Fust propre femme du Docteur :
Elle l’estoit pourtant. Le pis fut que mon homme,
En s’informant de tout, et des si, et des cas,
Et comme elle estoit faite, et quels secrets appas,
Vid que c’estoit sa femme en somme.
Un seul poinct l’arrestoit ; c’estoit certain talent
Qu’avoit en sa moitié trouvé l’étudiant,
Et que pour le marl n’avoit pas la donzelle.
A ce signe, ce n’est pas elle,
Disoit en soy le pauvre Epoux ;
Mais les autres poincts y sont tous ;
C’est elle. Mais ma femme au logis est resveuse,
Et celle-cy paroist causeuse
Et d’un agreable entetien ;
Assurément c’en est une autre :
Mais du reste il n’y manque rien ;
Taille, visage, traits, mesme poil ; c’est la nostre.
Aprés avoir bien dit tout bas,
Ce l’est, et puis, ce ne l’est pas,
Force fut qu’au premier en demeurast le sire.
Je laisse à penser son courroux,
Sa fureur, afin de mieux dire.
Vous vous estes donnez un second rendez-vous ?
Poursuivit-il. Ouy, reprit nostre apôtre ;
Elle et moy n’avons eu garde de l’oublier,
Nous trouvans trop bien du premier
Pour n’en pas mesnager un autre,
Trés résolus tous deux de ne nous rien devoir.
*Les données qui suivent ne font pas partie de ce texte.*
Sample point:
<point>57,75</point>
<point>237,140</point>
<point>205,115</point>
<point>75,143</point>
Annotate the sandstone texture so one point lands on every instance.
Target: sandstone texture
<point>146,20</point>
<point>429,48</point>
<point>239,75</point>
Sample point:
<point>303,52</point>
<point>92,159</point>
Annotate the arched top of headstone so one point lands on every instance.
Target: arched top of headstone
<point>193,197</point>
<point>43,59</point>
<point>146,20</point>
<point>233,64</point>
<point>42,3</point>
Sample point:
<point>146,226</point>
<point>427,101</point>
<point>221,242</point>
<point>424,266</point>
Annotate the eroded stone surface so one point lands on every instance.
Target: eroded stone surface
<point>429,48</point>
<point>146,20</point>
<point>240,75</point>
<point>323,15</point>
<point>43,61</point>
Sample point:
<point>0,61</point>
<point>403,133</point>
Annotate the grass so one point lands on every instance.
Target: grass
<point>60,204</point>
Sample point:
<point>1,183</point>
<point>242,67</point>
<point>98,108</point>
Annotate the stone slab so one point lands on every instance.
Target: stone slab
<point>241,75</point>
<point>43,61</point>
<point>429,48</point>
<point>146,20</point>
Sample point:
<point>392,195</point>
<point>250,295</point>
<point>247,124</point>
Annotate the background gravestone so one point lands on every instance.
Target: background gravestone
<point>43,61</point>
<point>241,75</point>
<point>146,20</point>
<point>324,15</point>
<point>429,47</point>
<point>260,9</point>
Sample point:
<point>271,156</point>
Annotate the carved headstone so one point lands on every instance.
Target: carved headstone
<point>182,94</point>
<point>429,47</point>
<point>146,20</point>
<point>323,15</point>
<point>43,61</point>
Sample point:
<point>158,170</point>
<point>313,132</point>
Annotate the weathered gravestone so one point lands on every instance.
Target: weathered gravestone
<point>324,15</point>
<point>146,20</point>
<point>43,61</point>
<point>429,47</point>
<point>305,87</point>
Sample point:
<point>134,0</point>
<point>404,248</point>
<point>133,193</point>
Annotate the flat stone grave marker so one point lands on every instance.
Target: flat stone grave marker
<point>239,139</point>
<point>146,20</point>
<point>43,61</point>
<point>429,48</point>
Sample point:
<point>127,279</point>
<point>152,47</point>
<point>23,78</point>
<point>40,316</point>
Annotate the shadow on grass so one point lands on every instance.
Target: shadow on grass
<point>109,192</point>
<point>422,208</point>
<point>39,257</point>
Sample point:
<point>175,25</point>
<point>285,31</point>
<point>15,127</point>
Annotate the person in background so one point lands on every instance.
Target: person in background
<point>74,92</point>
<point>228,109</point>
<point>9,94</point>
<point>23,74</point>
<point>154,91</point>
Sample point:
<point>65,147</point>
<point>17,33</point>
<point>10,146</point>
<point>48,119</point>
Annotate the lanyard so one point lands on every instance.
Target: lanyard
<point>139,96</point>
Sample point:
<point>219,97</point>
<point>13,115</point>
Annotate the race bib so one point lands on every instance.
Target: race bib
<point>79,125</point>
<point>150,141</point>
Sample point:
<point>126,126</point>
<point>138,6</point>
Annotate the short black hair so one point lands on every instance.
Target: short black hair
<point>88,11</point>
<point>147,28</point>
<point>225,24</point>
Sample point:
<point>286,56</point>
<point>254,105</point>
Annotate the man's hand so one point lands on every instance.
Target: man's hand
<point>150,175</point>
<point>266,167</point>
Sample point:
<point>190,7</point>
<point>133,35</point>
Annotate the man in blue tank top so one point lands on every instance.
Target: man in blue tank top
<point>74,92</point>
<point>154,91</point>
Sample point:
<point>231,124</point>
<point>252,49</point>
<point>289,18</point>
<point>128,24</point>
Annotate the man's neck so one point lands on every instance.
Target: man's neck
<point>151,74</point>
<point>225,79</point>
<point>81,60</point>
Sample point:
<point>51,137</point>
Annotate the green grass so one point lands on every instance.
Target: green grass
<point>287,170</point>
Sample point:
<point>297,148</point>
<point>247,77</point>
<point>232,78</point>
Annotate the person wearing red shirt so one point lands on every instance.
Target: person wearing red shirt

La résolution, dit le Docteur, est belle.
Je sçaurois volontiers quelle est cette donzelle.
L’écolier repartit : Je ne l’ay pu sçavoir ;
Mais qu’importe ? Il suffit que je sois contant d’elle.
Dés à présent je vous réponds
Que l’Epoux de la Dame a toutes ses façons :
Si quelqu’une manquoit, nous la luy donnerons
Demain, en tel endroit, à telle heure, sans faute.
On doit m’attendre entre deux draps,
Champ de bataille propre à de pareils combats.